Once a new battery cartridge <NUM> is inserted and plugged into the electronics housing <NUM>, the electronics housing <NUM> can be mounted to the flow tube element <NUM>. In order to guide the electronics housing <NUM> in a well-defined manner regarding the rotational orientation in the xy-plane relative to the flow tube element <NUM>, the second anti-tampering element <NUM> defines in the shown embodiment two positive fit elements <NUM> engaging with two corresponding female positive fit element <NUM> of the battery cartridge <NUM>. The positive fit elements <NUM> of the second anti-tampering element <NUM> are formed as vertically extending webs that are supposed to protrude into the vertically extending slot-shaped form fit elements <NUM> at lateral sides of the battery cartridge <NUM>.

As can be seen in <FIG>, the second anti-tampering element <NUM> further comprises hooks <NUM> snapping under the second PCB <NUM> in order to protect the second part of the electronics on the second PCB from a lateral tampering attack. <FIG> also shows clearly the through-going electrical connection <NUM> provided in the battery cartridge <NUM>, so that the second PCB <NUM> and the sensors <NUM> are powered by the battery <NUM> via the first PCB <NUM> and the electrical connection <NUM>. <FIG> shows the individual components of the electronics housing <NUM>, the battery cartridge <NUM> and the mounting base <NUM>. The mounting base <NUM> is shown in <FIG> separated into a glass plate and a mounting frame. There are eight electric contacts <NUM> in form of pins provided to go through the glass plate of the mounting base <NUM>, i.e. two pins <NUM>, one pin <NUM> for each of the ultrasonic transducers <NUM>. The second PCB <NUM> comprises corresponding contact points at its bottom side for being contacted by the pins <NUM>.

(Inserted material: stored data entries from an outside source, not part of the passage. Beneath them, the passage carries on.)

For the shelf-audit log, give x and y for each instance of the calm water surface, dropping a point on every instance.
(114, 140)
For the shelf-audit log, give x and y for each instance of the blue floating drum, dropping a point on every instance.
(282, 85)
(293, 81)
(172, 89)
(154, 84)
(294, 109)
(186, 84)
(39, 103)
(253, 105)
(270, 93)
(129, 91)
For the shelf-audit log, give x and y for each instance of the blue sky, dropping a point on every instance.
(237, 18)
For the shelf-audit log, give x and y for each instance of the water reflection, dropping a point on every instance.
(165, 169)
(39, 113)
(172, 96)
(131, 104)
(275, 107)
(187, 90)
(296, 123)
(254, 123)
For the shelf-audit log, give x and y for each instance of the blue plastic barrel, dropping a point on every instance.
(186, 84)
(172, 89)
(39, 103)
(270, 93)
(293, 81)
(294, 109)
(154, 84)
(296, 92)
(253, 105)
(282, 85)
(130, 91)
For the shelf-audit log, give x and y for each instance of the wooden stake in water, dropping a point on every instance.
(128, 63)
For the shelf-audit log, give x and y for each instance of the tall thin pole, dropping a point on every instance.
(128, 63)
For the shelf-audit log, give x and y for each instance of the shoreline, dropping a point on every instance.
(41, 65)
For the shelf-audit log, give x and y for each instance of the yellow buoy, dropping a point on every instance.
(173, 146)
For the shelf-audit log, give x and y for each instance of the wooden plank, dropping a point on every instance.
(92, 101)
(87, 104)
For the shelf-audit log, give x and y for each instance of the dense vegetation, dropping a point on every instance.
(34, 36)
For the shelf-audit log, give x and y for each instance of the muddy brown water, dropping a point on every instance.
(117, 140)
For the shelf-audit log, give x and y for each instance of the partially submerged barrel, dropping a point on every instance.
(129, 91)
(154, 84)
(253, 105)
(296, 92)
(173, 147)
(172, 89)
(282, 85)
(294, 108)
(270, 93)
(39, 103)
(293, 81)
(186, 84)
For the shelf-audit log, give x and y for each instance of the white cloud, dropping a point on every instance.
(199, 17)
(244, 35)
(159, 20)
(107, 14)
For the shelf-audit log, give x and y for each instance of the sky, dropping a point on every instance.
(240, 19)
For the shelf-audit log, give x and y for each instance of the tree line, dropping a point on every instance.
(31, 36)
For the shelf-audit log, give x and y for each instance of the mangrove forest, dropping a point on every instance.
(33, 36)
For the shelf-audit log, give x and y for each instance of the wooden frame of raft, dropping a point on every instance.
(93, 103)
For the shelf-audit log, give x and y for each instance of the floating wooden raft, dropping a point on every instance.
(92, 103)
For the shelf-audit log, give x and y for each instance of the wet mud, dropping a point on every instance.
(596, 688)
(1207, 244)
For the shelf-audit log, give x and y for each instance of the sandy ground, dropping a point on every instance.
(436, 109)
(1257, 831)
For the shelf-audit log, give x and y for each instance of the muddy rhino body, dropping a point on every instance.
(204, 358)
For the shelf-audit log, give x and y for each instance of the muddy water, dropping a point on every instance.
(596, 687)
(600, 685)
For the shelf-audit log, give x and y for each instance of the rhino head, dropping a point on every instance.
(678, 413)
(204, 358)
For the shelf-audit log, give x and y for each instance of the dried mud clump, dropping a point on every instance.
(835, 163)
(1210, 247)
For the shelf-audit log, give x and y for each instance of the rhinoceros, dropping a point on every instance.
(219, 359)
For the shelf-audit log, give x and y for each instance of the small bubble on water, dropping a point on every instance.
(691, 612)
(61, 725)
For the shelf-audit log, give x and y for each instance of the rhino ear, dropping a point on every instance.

The electronics housing <NUM> is water-tightly sealed by O-rings <NUM> at the top side and the bottom mounting side <NUM>. The upper O-ring <NUM> is pressed by the closing lid <NUM> to an upper rim of the electronics housing <NUM>. The lower O-ring is pressed downward by the bottom mounting side <NUM> of the electronics housing <NUM> against the glass plate of the mounting base <NUM> when the electronics housing <NUM> is fastened by screws <NUM> to the mounting base <NUM>. Instead of these fixing screws <NUM> the electronics housing <NUM> could be threaded and fixed in a corresponding thread on the mounting base <NUM>.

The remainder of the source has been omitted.